My 3-year-old has recently given me food for thought on the topic of the discovery of her trilingual identity. From my experience with her and her elder sister, I think toddlers might not always be conscious of it and use the “right” language based on circumstances they identify. A bit like a reflex action. However, they will grow to understand bilingualism at toddlerhood or just at the end of it.
Nine months ago, my daughter had a strong language bias for English and her Spanish lagged a little behind, so I decided to support my husband by ceasing to translate Spanish books to English and let her hear me use her dad’s language. It had a very strong impact on her. The first time she heard me read her a bedtime story in Spanish, she stared at me in utter surprise and asked “In Spanish, Mummy? In Spanish?”. Over the following two weeks, she continued expressing her surprise and even protested on a couple of occasions.
Her dad eventually gave suit and also stopped translating English books to Spanish. Her 2 minority languages are now roughly equally balanced (though with still a very slight inclination towards English). She now clearly identifies her English books from her Spanish books and what language to expect to hear from her reader. She has adapted to the change in the language use, and the circumstances she had previously identified as sparking a given language.

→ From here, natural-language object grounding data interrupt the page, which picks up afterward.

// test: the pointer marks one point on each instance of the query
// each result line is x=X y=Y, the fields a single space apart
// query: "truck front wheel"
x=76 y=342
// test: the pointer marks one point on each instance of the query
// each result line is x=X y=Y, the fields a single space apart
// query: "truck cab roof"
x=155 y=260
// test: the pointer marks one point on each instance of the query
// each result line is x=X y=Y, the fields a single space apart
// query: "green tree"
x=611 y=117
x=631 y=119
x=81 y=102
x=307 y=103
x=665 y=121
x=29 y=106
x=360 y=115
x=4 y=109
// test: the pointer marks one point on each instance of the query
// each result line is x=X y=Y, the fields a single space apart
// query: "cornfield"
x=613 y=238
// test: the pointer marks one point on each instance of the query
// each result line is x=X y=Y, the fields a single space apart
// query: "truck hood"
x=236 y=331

Over the past month, my little one has started picking up on people speaking different languages and has fun with it. She knows Mummy and Daddy speak the same language as her (English, Spanish and French), but that with her, Mummy uses English, whilst Daddy uses Spanish. Notwithstanding, over the past month, she has cheekily insisted on a regular basis for me to read Spanish books to her, and her dad English books! It amuses her greatly to see us switch languages.

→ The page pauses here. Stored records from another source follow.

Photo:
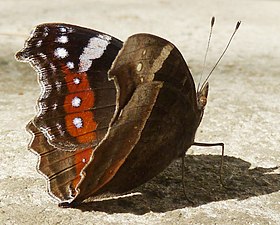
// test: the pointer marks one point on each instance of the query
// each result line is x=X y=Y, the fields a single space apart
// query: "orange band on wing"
x=78 y=106
x=84 y=131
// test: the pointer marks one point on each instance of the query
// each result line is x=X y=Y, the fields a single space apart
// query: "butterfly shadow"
x=202 y=185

This Easter, we have my in-laws visiting. Over breakfast one morning, our little one played nearby and probably overheard her granddad marvelling at her being trilingual and generally being a good speaker. A few minutes later, as her granddad joined her to play, our little one asked him “Why do you only speak Spanish?”. Her innocence made us all smile. But I guess it is also part of this process of discovering her multilingual ability and identity.
A few days later, she asked me about what language I used with her Spanish granny and French granny and why. Here again, she seemed to discover they were both monolinguals.
Just like a child develops his or her personality at toddlerhood (after all, what are the “Terrible Twos” for? 😉 ), the child’s bilingual identity seems to follow a similar path. When a very small child, the use of the minority language seems to be a sort of reflex action or habit; just like eating. The child understands the mechanism but does not necessarily think beyond that. It is only as your child asserts his or her personality with likes and dislikes, and observes the world around them with their newly acquired “maturity”, that they rediscover their environment. As a baby, s/he might have eaten food without much thought about it, they just understood that if they ate they would stop feeling hungry. As s/he asserts him/herself, the child suddenly discovers their likes/dislikes, observes other eaters, and so on. With his/her use of languages, it is a similar process. The child will start understanding what s/he likes or dislikes about their languages, and what languages other people use. 😉
To me, this discovery feels like a milestone in building the child’s bilingual identity. Let’s see how this milestone will interact with another important one: the beginning of Majority Language schooling.